Elliott is looking forward to getting back on stage with keyboardist-vocalist Beth Murphy and guitarist Jared Phillips at a bar that hosted so many of their greatest shows.
“It’s amazing because the drop ceiling that we fucked up back then is still like that,” he said.
During Times New Viking’s original run from 2003 to 2012, they became underground sensations and local heroes performing inspired pop songs with raw, primitive urgency and recording them in extremely low fidelity. TNV released albums for the revered indie labels Siltbreeze, Matador, and Merge, toured around the world with groups like Deerhunter and the Clean, and were graced with a Best New Music review from Pitchfork for 2008’s Rip It Off, when such a designation could launch a band to fame.
But whereas many indie bands in those days were embracing a more accessible sound fit for TV shows and car commercials, TNV opted for abrasion, sometimes to an almost comic extent. Their approach proved polarizing, though Elliott said some people who decried their aesthetic choices misunderstood their intent.
“It’s like, of course it sounds like shit, that’s the point,” Elliott said. “There’s also lyrics and art and melodies and inside jokes.”

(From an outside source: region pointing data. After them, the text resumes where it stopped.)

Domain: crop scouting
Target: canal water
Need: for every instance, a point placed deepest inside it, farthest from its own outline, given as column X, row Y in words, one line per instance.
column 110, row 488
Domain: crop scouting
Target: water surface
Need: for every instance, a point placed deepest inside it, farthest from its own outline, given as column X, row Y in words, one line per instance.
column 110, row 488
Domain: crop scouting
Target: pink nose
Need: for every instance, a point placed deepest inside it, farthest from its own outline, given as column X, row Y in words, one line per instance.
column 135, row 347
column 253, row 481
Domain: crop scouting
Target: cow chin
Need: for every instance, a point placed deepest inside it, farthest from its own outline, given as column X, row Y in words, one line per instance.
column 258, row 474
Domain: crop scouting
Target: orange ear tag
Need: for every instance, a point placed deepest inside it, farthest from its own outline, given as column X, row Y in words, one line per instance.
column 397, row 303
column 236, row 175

Eventually the hype cycle passed, and the relentless grind of touring and promotion with minimal return became exhausting, which led to Times New Viking ceasing to be an active concern after the campaign supporting 2011’s Dancer Equired. But the bandmates have not been creatively dormant in the interim.
Phillips, now based in Cleveland, played in Counter Intuits with House and has more recently been gradually working on an album that will feature himself on lead vocals for the first time. Murphy released music as The Girl From Times New Viking while living in Memphis in the 2010s. Upon her return to Columbus, she formed Married FM, a band with Emily Davis from Ipps and Necropolis. Elliott leads the band Long Odds, who have a new album in the queue.
Visual art was always a huge component of Times New Viking, which formed at CCAD, and the members have continued pursuing that as well. Elliott and Murphy have even hosted joint art shows in Columbus, including one at Secret Studio in December that featured the two of them performing Times New Viking songs, coffeehouse style. But getting the full lineup together and letting it rip has provided a different kind of refreshment.
“It feels really good,” Elliott said of an exhilarating rehearsal at a Cleveland warehouse space. “It was like absolutely nothing changed.”
He’s hoping Times New Viking can keep playing together beyond this initial run of shows, both in and out of Columbus. There won’t be a return to the demanding tour schedules of their youth – all three members are raising kids now, for one thing – but TNV wants to get back out there in a more casual capacity.
“We’re looking for some family weekend vacations, you know?” Elliott said. “I would like to see friends again and try foods again.”